Funding was offered primarily as grants, loans or equity deals. The right form of funding depended on whether it was commercial or non-commercial, and the likely outcomes of the project. The treatment for each of these instruments was:
- Grants - non-commercial projects in general were funded through grants. Feasibility studies – projects that will help define and scope future, larger projects – are also likely to be funded via grants.
- Loans - Loans were the preferred method of funding commercial projects (noting there may be some extra caveats for transport projects). Loans were made available to projects on suitable and agreed terms.
- Equity - In some circumstances, we were able to take an equity position (part-ownership) in a project. Usually, this occurred where the project could not support further debt, or where there was sufficient extra return from the project which the Government should benefit from.
Provincial Growth Fund (PGF) loans
Why does the PGF give businesses loans?
- The PGF aimed to unlock potential in regional New Zealand and businesses are a key source of economic growth.
- We assessed the merits of every application and importantly, considered a range of public benefits, which commercial banks typically don’t need to.
- Public benefits included the contribution to regional economic growth, job creation, skills development and the improvement of cultural and social indicators.

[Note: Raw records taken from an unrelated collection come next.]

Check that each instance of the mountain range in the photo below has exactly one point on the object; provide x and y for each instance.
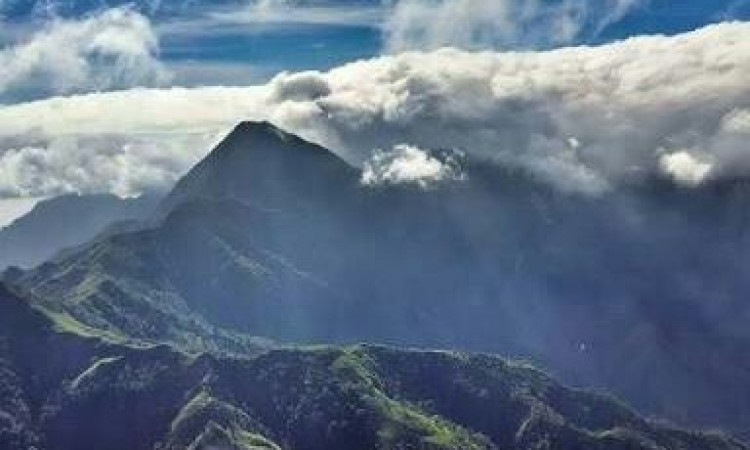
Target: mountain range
(67, 391)
(59, 223)
(273, 240)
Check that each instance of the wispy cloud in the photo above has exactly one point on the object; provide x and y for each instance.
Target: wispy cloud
(111, 50)
(430, 24)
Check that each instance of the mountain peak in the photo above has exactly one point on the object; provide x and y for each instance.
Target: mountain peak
(260, 163)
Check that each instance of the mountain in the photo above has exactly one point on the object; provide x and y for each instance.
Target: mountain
(639, 291)
(66, 221)
(64, 390)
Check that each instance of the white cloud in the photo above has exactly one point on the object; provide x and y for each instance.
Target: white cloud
(406, 164)
(115, 49)
(431, 24)
(584, 119)
(296, 12)
(685, 168)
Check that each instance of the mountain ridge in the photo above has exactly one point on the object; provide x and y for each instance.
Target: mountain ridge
(593, 289)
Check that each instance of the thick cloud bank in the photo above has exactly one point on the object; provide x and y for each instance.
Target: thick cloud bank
(584, 119)
(114, 49)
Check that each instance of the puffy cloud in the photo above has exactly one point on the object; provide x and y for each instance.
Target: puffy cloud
(430, 24)
(409, 164)
(685, 168)
(584, 119)
(114, 49)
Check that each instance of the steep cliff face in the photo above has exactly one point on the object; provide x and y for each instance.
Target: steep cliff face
(639, 292)
(63, 390)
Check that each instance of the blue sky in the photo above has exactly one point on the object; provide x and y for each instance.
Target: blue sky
(227, 42)
(74, 115)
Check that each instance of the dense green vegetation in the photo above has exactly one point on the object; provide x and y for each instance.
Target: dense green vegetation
(62, 390)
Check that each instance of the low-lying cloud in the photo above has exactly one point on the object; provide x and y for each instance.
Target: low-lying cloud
(112, 50)
(584, 119)
(406, 164)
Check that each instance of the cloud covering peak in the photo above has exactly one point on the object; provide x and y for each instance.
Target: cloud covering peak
(585, 119)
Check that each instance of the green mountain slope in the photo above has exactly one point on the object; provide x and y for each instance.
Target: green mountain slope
(639, 292)
(65, 391)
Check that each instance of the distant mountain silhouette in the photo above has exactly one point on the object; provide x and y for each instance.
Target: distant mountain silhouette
(66, 221)
(639, 291)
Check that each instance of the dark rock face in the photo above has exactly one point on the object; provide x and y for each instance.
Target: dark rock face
(639, 291)
(62, 390)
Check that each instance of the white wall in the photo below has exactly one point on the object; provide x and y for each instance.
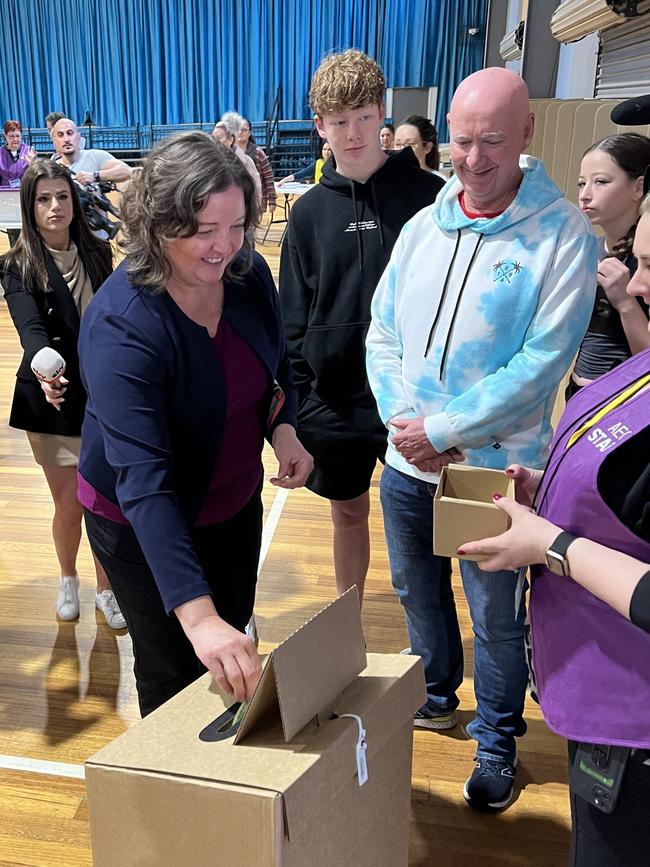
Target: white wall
(576, 73)
(514, 17)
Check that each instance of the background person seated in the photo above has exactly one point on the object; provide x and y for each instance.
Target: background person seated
(311, 173)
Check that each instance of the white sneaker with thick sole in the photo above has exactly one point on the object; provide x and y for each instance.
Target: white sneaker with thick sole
(251, 630)
(107, 604)
(67, 601)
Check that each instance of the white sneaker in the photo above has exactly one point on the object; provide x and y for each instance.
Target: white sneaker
(67, 602)
(251, 630)
(107, 604)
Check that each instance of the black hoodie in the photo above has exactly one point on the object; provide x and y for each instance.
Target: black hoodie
(338, 243)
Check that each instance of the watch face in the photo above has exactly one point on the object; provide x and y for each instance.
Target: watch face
(556, 563)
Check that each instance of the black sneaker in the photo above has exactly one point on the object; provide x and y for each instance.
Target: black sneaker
(436, 723)
(490, 784)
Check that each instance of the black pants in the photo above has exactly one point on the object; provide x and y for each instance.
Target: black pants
(619, 839)
(164, 659)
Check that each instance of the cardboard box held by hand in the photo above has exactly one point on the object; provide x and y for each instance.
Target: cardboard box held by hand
(463, 510)
(285, 790)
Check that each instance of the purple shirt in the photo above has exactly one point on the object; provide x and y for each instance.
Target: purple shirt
(10, 170)
(592, 666)
(238, 469)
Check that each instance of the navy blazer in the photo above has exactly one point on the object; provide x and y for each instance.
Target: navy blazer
(157, 406)
(45, 319)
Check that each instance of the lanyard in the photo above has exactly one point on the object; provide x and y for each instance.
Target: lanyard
(618, 400)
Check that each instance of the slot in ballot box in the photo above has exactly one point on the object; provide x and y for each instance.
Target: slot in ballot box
(287, 788)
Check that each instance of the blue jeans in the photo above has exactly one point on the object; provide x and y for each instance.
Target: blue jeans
(422, 582)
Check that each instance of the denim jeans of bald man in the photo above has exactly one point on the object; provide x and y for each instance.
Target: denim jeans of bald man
(422, 582)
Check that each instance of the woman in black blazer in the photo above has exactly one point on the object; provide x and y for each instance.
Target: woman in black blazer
(49, 277)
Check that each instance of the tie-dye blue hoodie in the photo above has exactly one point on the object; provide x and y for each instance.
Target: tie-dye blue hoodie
(476, 321)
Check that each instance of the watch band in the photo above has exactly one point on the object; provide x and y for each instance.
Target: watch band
(561, 544)
(556, 559)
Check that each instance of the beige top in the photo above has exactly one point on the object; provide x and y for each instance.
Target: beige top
(70, 265)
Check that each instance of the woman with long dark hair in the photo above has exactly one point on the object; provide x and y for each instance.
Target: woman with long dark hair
(588, 542)
(610, 191)
(418, 133)
(49, 278)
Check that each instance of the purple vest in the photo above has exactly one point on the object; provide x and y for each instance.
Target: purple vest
(10, 170)
(592, 666)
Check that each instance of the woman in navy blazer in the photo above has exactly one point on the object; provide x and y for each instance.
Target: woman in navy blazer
(184, 362)
(49, 278)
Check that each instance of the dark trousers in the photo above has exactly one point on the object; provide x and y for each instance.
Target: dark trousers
(619, 839)
(164, 659)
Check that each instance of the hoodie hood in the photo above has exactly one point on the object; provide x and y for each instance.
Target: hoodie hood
(535, 193)
(378, 193)
(390, 175)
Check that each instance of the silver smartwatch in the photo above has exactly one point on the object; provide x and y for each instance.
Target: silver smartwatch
(556, 559)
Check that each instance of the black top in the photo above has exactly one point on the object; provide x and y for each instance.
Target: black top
(624, 484)
(339, 240)
(45, 319)
(605, 344)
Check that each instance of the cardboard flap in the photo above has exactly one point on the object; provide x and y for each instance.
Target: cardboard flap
(306, 673)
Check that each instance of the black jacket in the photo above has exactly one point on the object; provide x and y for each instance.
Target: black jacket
(339, 241)
(45, 319)
(157, 410)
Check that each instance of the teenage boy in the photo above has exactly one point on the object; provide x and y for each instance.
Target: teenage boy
(339, 240)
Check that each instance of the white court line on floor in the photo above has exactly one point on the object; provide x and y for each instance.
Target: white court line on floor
(61, 769)
(271, 524)
(41, 766)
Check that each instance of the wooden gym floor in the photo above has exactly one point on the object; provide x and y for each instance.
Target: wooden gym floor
(67, 689)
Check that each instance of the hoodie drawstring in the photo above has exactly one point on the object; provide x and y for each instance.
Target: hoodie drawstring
(445, 351)
(376, 208)
(443, 359)
(356, 224)
(443, 295)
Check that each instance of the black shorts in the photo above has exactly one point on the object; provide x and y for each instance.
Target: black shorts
(345, 451)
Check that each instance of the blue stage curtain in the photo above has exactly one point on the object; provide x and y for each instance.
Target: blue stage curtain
(186, 61)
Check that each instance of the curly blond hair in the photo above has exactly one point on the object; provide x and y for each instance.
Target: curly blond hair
(345, 81)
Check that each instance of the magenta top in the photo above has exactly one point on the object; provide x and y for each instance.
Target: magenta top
(238, 469)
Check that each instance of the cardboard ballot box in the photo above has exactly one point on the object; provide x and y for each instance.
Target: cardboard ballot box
(463, 510)
(285, 789)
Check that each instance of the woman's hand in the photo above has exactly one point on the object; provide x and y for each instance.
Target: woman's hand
(525, 543)
(294, 461)
(229, 655)
(614, 276)
(526, 483)
(54, 391)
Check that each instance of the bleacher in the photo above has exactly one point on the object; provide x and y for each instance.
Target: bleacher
(289, 144)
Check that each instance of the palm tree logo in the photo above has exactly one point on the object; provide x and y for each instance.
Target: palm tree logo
(505, 270)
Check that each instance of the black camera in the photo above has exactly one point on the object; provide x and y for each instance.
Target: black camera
(597, 774)
(96, 206)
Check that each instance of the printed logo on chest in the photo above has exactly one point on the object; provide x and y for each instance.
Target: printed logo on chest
(361, 226)
(505, 270)
(605, 439)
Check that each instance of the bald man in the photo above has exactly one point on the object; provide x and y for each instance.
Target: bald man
(475, 321)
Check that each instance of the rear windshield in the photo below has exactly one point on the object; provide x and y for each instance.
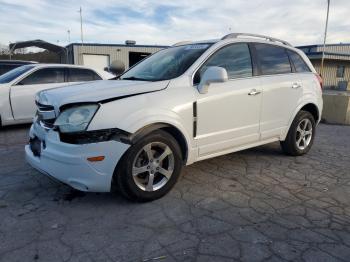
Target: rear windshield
(14, 73)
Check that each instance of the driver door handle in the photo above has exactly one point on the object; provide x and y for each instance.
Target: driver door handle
(296, 85)
(254, 92)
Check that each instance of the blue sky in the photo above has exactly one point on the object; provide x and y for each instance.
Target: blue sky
(165, 22)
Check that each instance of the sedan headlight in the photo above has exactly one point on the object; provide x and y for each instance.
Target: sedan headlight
(76, 119)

- We worked with applicants and their commercial lenders, particularly where we could help accelerate a project, or bring a long-planned project to fruition.
What interest is charged on PGF loans?
- The terms of the loans, including interest rate and tenure, were arranged between the successful applicant and the Crown.
- Interest rates on loans, much like home mortgage terms, varied throughout the term and also therefore, between projects depending on the industry, value and estimated length of the project.
Will details of loans be publicly released?
- Kānoa – REDIU works with the Office of the Ombudsman to ensure that our approach to releasing information is timely and appropriate.
- Withholding commercially sensitive information during negotiations is standard practice. It is important to protect the Crown’s negotiating position to ensure public money is being spent wisely.
- Once contracts are executed and sensitivity around commercial details has reduced, we will proactively release more information. Specific loan terms however will be deemed commercially sensitive and will not be released.
Will the loans be repaid back to the Provincial Growth Fund?
Yes, loans are structured so interest and principal are repaid to the PGF.